The thing is, we don't care about all possible relations. We only care about ones that the program in question can actually produce. In the process of checking lazy types the type-checker enumerates all the box types that each unbox could actually be applied to. Each of the box types denotes a set of well-founded sets, so we can just retroactively declare that that the range of the unbox was the union of all those box types.

That resolves the theoretical problem, and I'll save for a future rainy day the practical problem of turning non-well-founded programs into a helpful error message instead of a type-checker stack overflow.

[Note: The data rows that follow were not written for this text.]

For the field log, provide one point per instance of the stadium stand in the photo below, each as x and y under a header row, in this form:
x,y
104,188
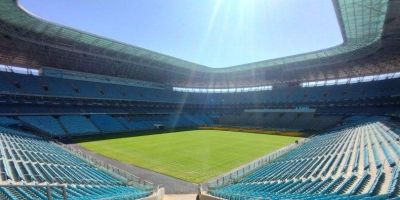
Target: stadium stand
x,y
35,163
348,95
107,124
47,124
351,162
78,125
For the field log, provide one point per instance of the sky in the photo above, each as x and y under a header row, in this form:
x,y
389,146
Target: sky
x,y
214,33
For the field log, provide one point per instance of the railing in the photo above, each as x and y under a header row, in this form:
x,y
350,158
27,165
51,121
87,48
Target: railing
x,y
128,177
236,174
47,191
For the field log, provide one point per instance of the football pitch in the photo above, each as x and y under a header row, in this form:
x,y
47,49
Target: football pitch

Boxes are a surprisingly useful primitive. We've already seen them produce nested relations and first-class functions while preserving incremental maintenance, but with a little more work we might also get product types and first-class modules for free:

let module = [
  "add" . [a b -> a + b] |
  "addmul" . [a b c -> a + (b * c)]
] in
module:add 1 2

The idea here is that a:b is new syntax that would desugar to a ([a] -> a) "b" ([b] -> b). Since each box has a unique type and we track those types, we should be able to constant-fold it away at compile-time and insert a static call to the correct function.

Similarly:

let complex = i j -> ["i" . [i] | "j" . [j]] in
let add = a b -> complex (a:i + b:i) (a:j + b:j) in
add (complex 2 1) (complex 2 0)

Since the box only stores the box id and the closed-over scalars this actually implies a pretty decent physical representation, while still preserving the illusion that it's a relation.

There's still some design work left to do around how to name box types, infer the results of dereferencing and surface good errors, but I think the idea is fundamentally sound.